De même, on trouvera des éléments dans DFP tels que :

  • L’inventaire qui consiste en des unités publicitaires et des placements. On a déjà expliqué les Ad Units et les Placements permettent de cibler un ensemble d’unités publicitaires de façon groupée.

La livraison consiste à proposer votre inventaire lorsqu’il est prêt. La livraison consiste en :

  • Les Ordres
  • Les Lines Items
  • Les Creatives

Dans Double Click for Publisher, un ordre contient un Line Item qui contient des Creatives. L’ordre est une représentation d’un accord avec l’annonceur. Il se base sur des dates de début et de fin et il contient un ou plusieurs Lines Items.

Le Line Item contient les informations concernant les dates précises de lancement de la campagne, le ciblage, le prix et une série de Creatives qui sera livré qui inclut les unités publicitaires qui seront ciblés. Chaque Line Item est contenue dans un Ordre.

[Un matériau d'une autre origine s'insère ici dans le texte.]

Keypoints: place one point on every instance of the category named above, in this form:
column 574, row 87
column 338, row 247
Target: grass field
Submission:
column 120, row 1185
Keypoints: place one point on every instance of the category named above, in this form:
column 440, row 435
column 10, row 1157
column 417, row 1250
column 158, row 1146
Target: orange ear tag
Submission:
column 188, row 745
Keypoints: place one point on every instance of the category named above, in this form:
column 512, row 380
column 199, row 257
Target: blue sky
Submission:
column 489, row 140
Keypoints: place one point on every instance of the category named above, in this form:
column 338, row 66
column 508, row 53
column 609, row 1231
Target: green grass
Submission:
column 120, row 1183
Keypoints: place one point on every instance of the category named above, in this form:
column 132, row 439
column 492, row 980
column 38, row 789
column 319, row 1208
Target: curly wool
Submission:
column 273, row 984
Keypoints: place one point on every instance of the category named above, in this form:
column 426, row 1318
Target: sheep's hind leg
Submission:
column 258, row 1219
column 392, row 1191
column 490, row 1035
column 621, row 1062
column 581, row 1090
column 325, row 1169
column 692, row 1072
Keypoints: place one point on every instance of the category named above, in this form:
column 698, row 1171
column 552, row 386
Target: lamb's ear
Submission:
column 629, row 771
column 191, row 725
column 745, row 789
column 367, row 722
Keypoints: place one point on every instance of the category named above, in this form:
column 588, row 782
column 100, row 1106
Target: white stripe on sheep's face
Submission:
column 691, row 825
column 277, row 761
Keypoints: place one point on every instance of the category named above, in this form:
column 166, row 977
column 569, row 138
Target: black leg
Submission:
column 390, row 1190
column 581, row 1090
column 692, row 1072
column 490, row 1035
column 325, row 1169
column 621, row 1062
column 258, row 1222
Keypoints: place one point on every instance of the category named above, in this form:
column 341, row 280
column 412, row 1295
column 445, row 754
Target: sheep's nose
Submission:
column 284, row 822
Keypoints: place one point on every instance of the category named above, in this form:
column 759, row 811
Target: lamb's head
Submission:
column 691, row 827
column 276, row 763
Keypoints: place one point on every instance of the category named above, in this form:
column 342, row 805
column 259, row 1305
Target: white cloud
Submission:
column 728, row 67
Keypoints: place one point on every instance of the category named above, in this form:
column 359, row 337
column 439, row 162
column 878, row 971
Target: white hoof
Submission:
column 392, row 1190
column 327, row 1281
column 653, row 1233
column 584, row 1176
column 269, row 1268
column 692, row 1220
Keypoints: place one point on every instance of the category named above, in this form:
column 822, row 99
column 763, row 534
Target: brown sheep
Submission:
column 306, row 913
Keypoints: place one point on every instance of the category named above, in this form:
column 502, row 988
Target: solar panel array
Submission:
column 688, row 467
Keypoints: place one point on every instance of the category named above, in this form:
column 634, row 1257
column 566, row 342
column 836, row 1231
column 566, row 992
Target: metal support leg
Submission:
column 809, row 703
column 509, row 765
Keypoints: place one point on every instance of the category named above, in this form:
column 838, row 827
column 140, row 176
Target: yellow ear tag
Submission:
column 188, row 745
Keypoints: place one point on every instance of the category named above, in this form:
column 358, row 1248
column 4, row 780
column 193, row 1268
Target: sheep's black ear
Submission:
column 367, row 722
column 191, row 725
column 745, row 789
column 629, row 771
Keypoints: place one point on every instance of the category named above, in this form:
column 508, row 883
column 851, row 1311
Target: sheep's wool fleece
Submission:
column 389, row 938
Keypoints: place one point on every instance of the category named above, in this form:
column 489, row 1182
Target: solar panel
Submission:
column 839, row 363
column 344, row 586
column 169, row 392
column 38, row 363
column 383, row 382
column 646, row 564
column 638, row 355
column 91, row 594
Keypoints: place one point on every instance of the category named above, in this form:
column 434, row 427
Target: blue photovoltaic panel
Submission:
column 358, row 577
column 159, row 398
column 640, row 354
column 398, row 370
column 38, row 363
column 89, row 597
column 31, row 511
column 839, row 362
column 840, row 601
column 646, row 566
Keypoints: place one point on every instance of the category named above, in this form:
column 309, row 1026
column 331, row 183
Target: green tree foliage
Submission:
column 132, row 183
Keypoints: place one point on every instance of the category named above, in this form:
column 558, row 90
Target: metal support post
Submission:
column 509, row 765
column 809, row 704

Un Creative est une publicité précise tel qu’une image, une vidéo ou d’autres contenus. Le Creative est simplement la publicité qui sera visible à l’utilisateur. Un Créative doit être associé avec un ou plusieurs Line Item.

En conclusion

L’Ad Exchange est un secteur prometteur et je pense que cela peut révolutionner la publicité. Mais l’Ad Exchange nous propose aussi un monde ultra-automatisé qui peut échapper à l’éditeur et à l’annonceur. Et surtout, l’Ad Exchange est trop complexe pour le moment pour la majorité des éditeurs. Les termes complexes ne font qu’embêter le novice, car on utilise des termes de la haute finance dans la publicité qui est un secteur pour le grand public. Et la complexité de l’interface est difficile à appréhender.

On a fait des tests avec Double Click for Publisher Small Business et on a rapidement déchanté face aux nombres options et les erreurs peuvent provoquer une baisse drastique de vos revenus (comme dans la finance). Par ailleurs, de nombreux intermédiaires se lancent dans l’Ad Exchange en vous promettant monts et merveilles, car c’est un secteur qui échappe à tout contrôle. Le résultat est que l’éditeur peut y laisser des plumes s’il ne connait pas les pièges à éviter.